Performance Degradation
Incident Report for RebelMouse
Postmortem

Incident Summary:
On August 24 from 11:21 EDT to 11:25 EDT, a subset of our users encountered difficulties accessing our services. We take this matter seriously and immediately initiated a thorough investigation to identify the root cause and mitigate the impact.

Root Cause:
The incident was traced back to a failure in our AWS VPC internal DNS resolver. This failure subsequently led to connectivity issues within our Mongo cluster. The secondary instances within the cluster were unable to establish connections with the Primary instance, causing the entire traffic load, including reads and writes, to be directed solely to the Primary instance. This sudden influx of traffic overwhelmed the Primary instance and resulted in the service disruption.

Mitigation Steps:
Upon identifying the issue, our emergency response team was promptly assembled to address the problem and restore services to normal operation. The team worked diligently to resolve the DNS resolver problem and restore proper connectivity within the Mongo cluster. We understand the importance of maintaining a resilient and reliable service environment.

Preventive Measures:
We are committed to preventing similar incidents from occurring in the future. To this end, we are implementing the following measures:

Redundancy and Failover: We will enhance the redundancy and failover mechanisms within our AWS infrastructure to ensure that connectivity disruptions are quickly mitigated without impacting the user experience. We are also reviewing the MongoDB cluster setup to ensure the most efficient configuration is being used.
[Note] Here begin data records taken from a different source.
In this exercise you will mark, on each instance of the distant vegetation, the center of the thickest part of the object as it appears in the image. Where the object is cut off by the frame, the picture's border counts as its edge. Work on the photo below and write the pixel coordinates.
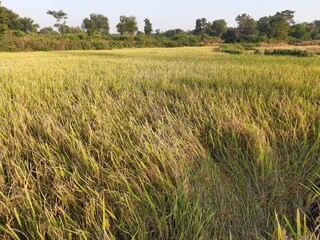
(23, 34)
(158, 144)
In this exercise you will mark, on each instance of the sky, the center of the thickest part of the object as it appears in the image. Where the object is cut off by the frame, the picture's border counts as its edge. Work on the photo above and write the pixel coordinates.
(164, 14)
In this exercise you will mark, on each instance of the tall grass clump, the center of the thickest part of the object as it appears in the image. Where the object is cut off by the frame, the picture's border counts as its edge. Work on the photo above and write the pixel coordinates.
(156, 144)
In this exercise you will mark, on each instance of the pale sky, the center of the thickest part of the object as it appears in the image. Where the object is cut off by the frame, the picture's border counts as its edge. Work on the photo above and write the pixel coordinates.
(164, 14)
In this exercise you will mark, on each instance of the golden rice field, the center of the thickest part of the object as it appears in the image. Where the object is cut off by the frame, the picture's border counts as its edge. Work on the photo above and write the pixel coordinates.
(157, 144)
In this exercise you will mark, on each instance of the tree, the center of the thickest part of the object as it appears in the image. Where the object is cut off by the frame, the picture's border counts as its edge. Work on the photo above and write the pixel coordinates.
(201, 26)
(96, 24)
(47, 30)
(3, 19)
(287, 15)
(246, 25)
(27, 25)
(61, 17)
(127, 25)
(218, 27)
(147, 27)
(300, 31)
(279, 27)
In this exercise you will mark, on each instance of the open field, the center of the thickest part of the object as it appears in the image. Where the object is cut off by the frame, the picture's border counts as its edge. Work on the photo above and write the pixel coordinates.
(155, 144)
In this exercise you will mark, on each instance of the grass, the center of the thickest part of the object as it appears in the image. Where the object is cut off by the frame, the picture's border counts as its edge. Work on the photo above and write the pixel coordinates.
(156, 144)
Additionally, we want to inform you that we have reached out to AWS to request further details about the DNS failure that occurred. We believe that this will help us fortify our systems against similar issues in the future.

Posted Aug 25, 2023 - 04:42 EDT

Resolved
This incident has been resolved.
Posted Aug 24, 2023 - 12:00 EDT
Monitoring
A fix has been implemented and we are monitoring the results.
Posted Aug 24, 2023 - 11:38 EDT
Investigating
We are currently investigating this issue.
Posted Aug 24, 2023 - 11:32 EDT
This incident affected: Mongo Cluster.